[Serializer] Add ability to collect denormalization errors #38472

julienfalque · 2020-10-07T18:37:49Z

Q	A
Branch?	5.x
Bug fix?	no
New feature?	yes
Deprecations?	no
Tickets	#37419
License	MIT
Doc PR	-

This PR is a follow-up of #38165.

I tried a different approach: instead of throwing special exceptions, denormalizers/deserializers must always return an instance of the new DenormalizationResult class which wraps the denormalized value or the collected errors.

src/Symfony/Component/Serializer/Tests/SerializerTest.php

greedyivan · 2020-11-03T19:34:22Z

My objection to the proposed solution.

Collecting denormalization exceptions should be the usual way to use it because it is a very useful feature for the API.

Here we have to check result -- null !== $result->getDenormalizedValue() or empty($result->getInvariantViolations()) in case null is a valid result of denormalization. It is not obviously and not OOP-style at all.

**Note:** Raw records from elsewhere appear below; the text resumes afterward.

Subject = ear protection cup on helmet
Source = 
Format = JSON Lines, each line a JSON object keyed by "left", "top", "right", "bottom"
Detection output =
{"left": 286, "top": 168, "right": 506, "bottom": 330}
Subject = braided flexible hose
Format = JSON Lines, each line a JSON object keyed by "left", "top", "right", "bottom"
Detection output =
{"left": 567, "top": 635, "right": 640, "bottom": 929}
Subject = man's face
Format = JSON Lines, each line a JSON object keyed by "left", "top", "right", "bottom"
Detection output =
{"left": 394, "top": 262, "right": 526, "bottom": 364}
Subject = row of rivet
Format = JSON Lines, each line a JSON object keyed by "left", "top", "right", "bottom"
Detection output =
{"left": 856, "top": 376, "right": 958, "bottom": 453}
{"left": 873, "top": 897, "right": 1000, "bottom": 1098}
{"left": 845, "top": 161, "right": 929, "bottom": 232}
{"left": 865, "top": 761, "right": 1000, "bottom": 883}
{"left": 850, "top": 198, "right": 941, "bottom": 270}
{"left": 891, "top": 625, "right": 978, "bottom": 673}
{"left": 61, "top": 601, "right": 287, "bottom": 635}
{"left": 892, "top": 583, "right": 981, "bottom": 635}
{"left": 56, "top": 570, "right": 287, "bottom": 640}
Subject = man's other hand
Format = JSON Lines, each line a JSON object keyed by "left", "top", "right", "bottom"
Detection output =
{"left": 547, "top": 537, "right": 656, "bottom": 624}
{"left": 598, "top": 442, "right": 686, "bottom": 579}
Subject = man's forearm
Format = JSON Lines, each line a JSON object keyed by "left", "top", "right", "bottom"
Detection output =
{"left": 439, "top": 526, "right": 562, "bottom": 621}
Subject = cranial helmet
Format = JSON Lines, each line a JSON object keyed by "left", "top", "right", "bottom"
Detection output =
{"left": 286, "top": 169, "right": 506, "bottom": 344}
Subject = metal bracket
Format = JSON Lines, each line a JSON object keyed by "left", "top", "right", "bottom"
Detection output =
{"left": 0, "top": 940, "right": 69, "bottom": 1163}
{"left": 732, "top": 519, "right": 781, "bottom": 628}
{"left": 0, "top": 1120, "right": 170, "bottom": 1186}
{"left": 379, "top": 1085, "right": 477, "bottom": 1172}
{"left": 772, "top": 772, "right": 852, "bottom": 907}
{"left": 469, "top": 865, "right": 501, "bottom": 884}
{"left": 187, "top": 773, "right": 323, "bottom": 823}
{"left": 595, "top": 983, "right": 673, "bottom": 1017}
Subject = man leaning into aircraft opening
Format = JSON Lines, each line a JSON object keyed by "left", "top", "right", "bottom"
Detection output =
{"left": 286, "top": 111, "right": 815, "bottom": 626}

It is very likely that this is a return to the json_last_erroruniverse.

julienfalque · 2020-11-04T08:04:39Z

Here we have to check result -- null !== $result->getDenormalizedValue() or empty($result->getInvariantViolations()) in case null is a valid result of denormalization.

My first approach was to throw specific exceptions instead (see #38165). The implementation was not very different and there was still overhead to check what happened in the nested denormalizers. Instead of checking what kind of result was returned, one would have to check whether a specific exception was thrown.

My main concern about that is that throwing an exception breaks the regular execution flow and you have no guarantee that it comes from the denormalizer that was just called. Maybe some deeper denormalizer actually thrown it and it wasn't catched by the denormalizer you called. This could lead to unexpected results.

Moreover, using exceptions seemed more like a hack than an actual solution to me.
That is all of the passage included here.